Quand messire Yvain de Foix, qui dedans le châtel d’Ortais s’étoit enclos, vit l’ordonnance et la manière des hommes de la ville, et que ils s’étoient aperçus et savoient jà la vérité de la mort son père, si dit au chapelain du comte : « Messire Nicole, j’ai failli en mon entente ; je ne pourrai issir ni partir d’ici sans congé, car ces hommes d’Ortais sont aperçus. Plus vient et plus s’efforcent de venir en la place devant le châtel ; il me faut humilier envers eux. Force n’y vaut rien. » — « Vous dites vérité, dit le chapelain, vous conquerrez plus par douces paroles que par dures. Allez, et si parlez à eux et faites par conseil. » Adonc s’en vint messire Yvain en une tour assez près de la porte ; et y avoit une fenêtre qui regardoit sur le pont et en la place où ces hommes se tenoient. En celle tour fut nourrie et gardée, tant qu’elle se maria, madame Jeanne de Boulogne, qui depuis fut duchesse de Berry, si comme il est écrit et contenu ci derrière en notre histoire. Messire Yvain ouvrit la fenêtre de la tour, et puis parla et appela les hommes de la ville. Les plus notables se trairent avant, et se mirent sur le pont moult près de lui pour ouïr et savoir quelle chose il voudroit dire. Il parla tout haut, et dit ainsi :

« Ô bonnes gens d’Ortais, je sais bien pourquoi vous êtes ci assemblés.

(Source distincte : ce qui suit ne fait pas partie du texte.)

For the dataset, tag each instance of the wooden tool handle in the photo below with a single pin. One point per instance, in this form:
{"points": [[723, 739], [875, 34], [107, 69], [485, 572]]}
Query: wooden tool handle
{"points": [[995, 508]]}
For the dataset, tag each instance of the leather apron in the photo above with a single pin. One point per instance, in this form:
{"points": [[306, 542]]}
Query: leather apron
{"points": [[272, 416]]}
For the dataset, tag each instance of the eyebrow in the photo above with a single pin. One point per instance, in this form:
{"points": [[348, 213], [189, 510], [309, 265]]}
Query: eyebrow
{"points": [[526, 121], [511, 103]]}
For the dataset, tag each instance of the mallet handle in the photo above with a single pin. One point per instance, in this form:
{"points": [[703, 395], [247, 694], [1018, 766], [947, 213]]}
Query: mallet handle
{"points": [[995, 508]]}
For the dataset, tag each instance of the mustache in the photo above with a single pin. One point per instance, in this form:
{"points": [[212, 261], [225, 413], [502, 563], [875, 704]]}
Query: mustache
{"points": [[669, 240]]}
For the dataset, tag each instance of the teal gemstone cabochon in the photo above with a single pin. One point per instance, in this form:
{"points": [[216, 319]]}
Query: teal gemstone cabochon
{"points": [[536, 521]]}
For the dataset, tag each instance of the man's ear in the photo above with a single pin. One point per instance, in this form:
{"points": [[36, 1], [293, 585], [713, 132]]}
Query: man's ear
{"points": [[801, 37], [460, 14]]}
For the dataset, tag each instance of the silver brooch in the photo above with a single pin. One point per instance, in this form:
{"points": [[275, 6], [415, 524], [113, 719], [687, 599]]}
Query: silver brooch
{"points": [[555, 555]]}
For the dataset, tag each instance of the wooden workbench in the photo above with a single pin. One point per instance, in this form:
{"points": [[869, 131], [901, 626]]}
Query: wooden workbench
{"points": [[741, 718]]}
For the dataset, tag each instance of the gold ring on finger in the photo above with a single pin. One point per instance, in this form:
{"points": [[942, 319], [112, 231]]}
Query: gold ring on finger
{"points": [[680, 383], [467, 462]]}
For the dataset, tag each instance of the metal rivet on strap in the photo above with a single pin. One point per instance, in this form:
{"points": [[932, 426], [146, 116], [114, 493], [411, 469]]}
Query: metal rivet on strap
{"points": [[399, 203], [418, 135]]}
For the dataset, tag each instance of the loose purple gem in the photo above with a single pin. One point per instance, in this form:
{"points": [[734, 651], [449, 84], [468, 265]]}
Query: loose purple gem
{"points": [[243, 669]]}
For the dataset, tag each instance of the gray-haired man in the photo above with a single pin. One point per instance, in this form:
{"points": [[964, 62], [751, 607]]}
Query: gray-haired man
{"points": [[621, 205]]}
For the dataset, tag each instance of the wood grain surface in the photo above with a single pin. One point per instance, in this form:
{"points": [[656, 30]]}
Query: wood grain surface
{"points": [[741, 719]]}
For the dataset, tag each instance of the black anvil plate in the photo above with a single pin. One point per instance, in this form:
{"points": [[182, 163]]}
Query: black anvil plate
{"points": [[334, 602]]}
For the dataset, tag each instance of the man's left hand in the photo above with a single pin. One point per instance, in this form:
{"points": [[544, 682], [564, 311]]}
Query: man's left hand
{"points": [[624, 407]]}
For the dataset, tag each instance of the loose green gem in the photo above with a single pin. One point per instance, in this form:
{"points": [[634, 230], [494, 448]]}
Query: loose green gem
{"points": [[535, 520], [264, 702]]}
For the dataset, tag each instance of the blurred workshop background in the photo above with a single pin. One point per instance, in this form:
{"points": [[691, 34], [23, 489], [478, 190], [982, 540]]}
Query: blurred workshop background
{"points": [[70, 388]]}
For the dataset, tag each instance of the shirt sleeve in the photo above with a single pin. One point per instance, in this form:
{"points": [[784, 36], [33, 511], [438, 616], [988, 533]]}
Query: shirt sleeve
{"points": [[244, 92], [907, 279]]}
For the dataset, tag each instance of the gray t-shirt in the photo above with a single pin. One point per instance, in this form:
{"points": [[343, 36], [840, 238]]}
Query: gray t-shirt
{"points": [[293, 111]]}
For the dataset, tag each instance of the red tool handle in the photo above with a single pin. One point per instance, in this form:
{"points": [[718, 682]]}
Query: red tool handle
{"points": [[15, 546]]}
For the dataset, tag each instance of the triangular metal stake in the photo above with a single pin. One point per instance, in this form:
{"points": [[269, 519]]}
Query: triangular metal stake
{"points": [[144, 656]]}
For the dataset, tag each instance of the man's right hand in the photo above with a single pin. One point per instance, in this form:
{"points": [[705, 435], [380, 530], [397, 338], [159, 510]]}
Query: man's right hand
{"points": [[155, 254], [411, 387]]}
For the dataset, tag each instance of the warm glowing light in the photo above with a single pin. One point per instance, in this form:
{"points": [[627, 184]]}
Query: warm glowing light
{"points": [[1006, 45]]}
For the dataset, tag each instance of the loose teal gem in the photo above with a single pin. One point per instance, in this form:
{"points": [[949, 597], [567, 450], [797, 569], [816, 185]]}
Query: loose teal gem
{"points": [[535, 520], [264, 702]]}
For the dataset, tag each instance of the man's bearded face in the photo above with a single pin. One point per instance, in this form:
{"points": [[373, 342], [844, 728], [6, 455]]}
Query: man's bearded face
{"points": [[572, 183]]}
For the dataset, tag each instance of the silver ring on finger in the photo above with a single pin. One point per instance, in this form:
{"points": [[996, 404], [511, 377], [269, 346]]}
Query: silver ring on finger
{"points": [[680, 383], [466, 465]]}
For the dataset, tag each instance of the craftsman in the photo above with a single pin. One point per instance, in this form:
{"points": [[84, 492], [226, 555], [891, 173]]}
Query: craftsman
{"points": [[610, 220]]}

Il y a cause. Si vous prie chèrement, de tant que vous avez aimé monseigneur mon père, que vous ne veuillez pas prendre en déplaisance ni courroux si je me suis avancé d’être venu premièrement prendre la saisine du châtel d’Ortais et du meuble qui est dedans, car je n’y vueil que tout bien, sans le efforcer. Vous savez que monseigneur mon père m’aimoit souverainement, ainsi comme son fils ; et eût volontiers vu qu’il me pût avoir fait son héritier. Or est advenu que par le plaisir de Dieu, il est trépassé de ce siècle, sans accomplir ni faire nulle ordonnance, et m’a laissé entre vous, où j’ai été nourri et demeuré, un povre chevalier, fils bâtard du comte de Foix, si vous ne m’aidez et conseillez. Si vous prie, pour Dieu et en pitié, que vous y vueilliez regarder, et vous ferez aumône ; et je vous ouvrirai le châtel, et entrerez dedans, car contre vous je ne le vueil ni garder ni clorre. »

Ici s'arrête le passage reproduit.